StandardTokenizer Doesn't Support token_stream method

bburcham · August 3, 2007, 7:02pm

According to the Analyzer doc and the StandardTokenizer doc:

http://ferret.davebalmain.com/api/classes/Ferret/Analysis/Analyzer.html
http://ferret.davebalmain.com/api/classes/Ferret/Analysis/StandardTokenizer.html

I ought to be able to construct a StandardTokenizer like this:

t = StandardTokenizer.new( true) # true to downcase tokens

and then later:

stream = token_stream( ignored_field_name, some_string)

To create a new TokenStream from some_string.
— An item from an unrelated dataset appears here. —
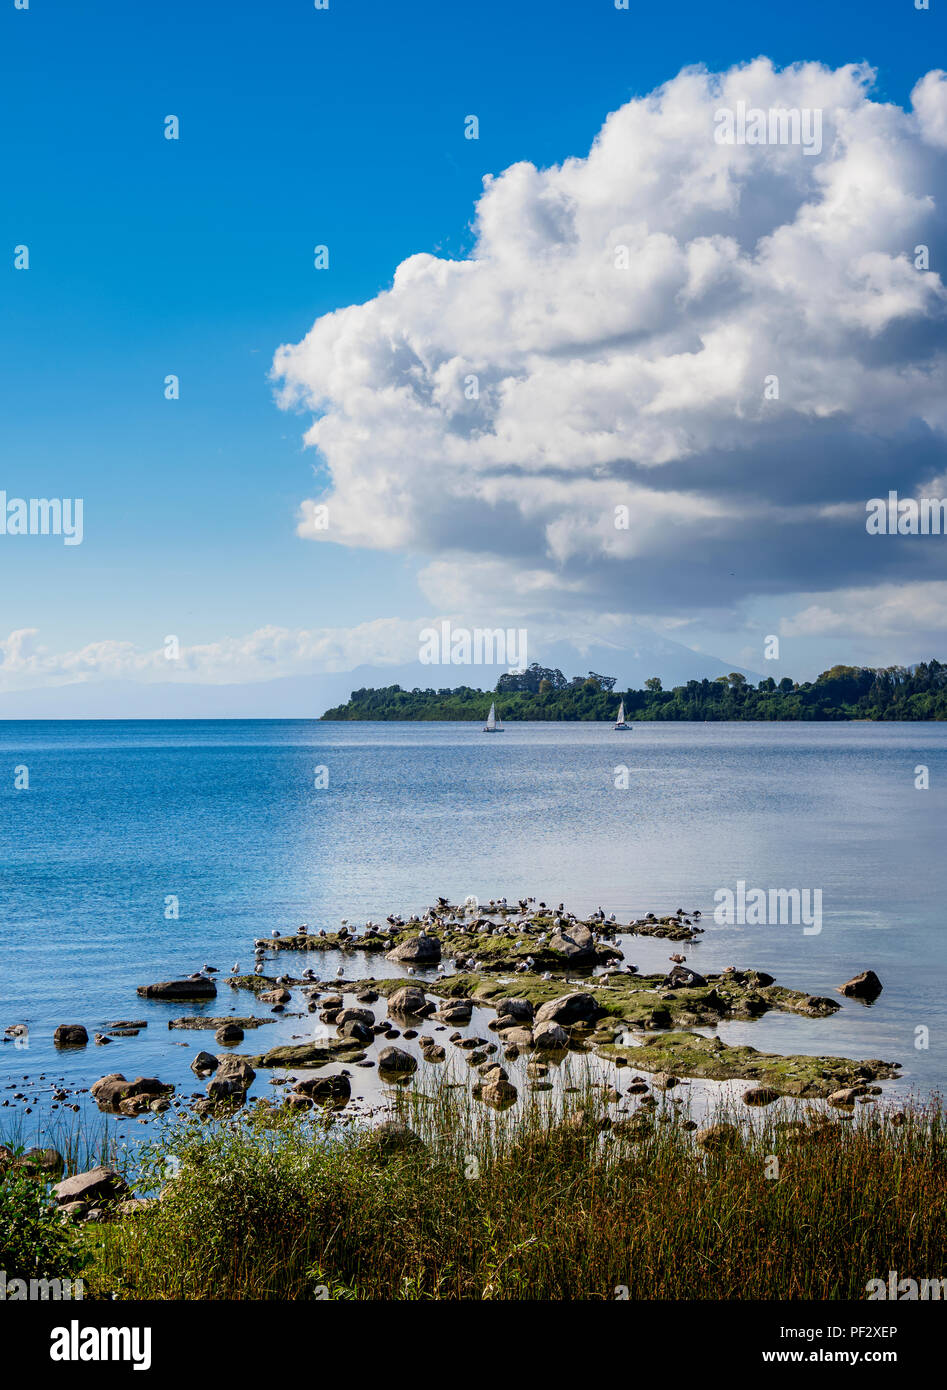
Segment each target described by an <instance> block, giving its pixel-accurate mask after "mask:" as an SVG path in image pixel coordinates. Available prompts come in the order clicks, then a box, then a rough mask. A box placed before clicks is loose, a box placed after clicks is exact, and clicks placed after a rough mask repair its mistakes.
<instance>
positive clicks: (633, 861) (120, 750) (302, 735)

This approach would be
valuable for my application since I am analyzing many short strings –
so I’m thinking that building my 5-deep analyzer chain for each small
string will be a nice savings.

Unfortunately, StandardTokenizer#initialize does not work as advertised.
It takes a string, not a boolean. So it does not support the reuse model
from the documentation cited above. If you have a look at the “source”
link on the StandardTokenizer documentation for “new”:
http://ferret.davebalmain.com/api/classes/Ferret/Analysis/StandardTokenizer.html#

You’ll see that the rdoc comment apparently lies That formal
parameter name that should hold “lower” is named “rstr”. Fishy. A quick
look indicates that WhiteSpaceTokenizer has a similar mismatch with its
documentation.

Is there an idiomatic way to reuse analyzer chains?